Surel's Place is an artist in residency program located in Garden City, Idaho, in a home studio designed by local artist Surel Lee Mitchell, who died of lung cancer on October 10, 2011, twenty years after she quit smoking (only non-smokers are accepted). Established in 2011, it is Idaho's only live-in artist-in-residency program. The studio serves as the anchor of the eponymous neighborhood The Surel Mitchell Live/Work/Create District. Surel's Place is steps away from the Boise Greenbelt, blocks away from the Visual Arts Collective, and minutes via bicycle to downtown Boise itself.

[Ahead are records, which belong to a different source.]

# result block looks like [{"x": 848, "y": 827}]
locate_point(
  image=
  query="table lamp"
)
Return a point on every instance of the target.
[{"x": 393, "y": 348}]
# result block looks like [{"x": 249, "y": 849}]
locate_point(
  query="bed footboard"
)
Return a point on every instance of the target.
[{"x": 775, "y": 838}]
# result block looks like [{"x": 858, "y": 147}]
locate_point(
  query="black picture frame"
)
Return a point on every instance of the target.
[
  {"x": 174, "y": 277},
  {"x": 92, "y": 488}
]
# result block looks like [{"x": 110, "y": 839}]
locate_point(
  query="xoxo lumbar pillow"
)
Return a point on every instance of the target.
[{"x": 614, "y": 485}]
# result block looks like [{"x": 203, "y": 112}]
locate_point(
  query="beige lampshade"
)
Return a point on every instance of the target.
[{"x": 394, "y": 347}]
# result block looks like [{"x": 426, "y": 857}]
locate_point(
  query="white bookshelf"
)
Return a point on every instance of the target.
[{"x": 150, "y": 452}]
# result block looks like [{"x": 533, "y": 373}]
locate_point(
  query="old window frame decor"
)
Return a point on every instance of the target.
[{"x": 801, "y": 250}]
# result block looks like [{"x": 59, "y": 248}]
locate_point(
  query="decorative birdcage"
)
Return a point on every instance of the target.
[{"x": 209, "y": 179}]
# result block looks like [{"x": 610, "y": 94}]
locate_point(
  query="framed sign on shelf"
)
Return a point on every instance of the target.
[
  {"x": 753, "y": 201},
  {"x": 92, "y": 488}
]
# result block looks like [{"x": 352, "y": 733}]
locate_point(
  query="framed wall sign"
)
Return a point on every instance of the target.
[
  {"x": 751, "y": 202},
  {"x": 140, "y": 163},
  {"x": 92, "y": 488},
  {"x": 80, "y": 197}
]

Each residency (submissions are by open application) is typically for one month; twenty-four artists have resided there as of October 2015 (including tap dancer Andrew Nemr). “You forget to eat,” Kansas City-based painter David Titterington, who stayed at Surel’s in July of that year. “I got so much done. Way more than at other residencies." Since its inception, glass artist Zion Warne, mixed media painter Sam Paden, architect and furniture craftsman Derek Hurd, and illustrator Julia Green have also come to Garden City, and Surel's Place has become an integral part of the city's revival.

==Grants==
In June 2015 it was announced that would receive a $3,027 grant for 2016 from the Idaho Commission on the Arts.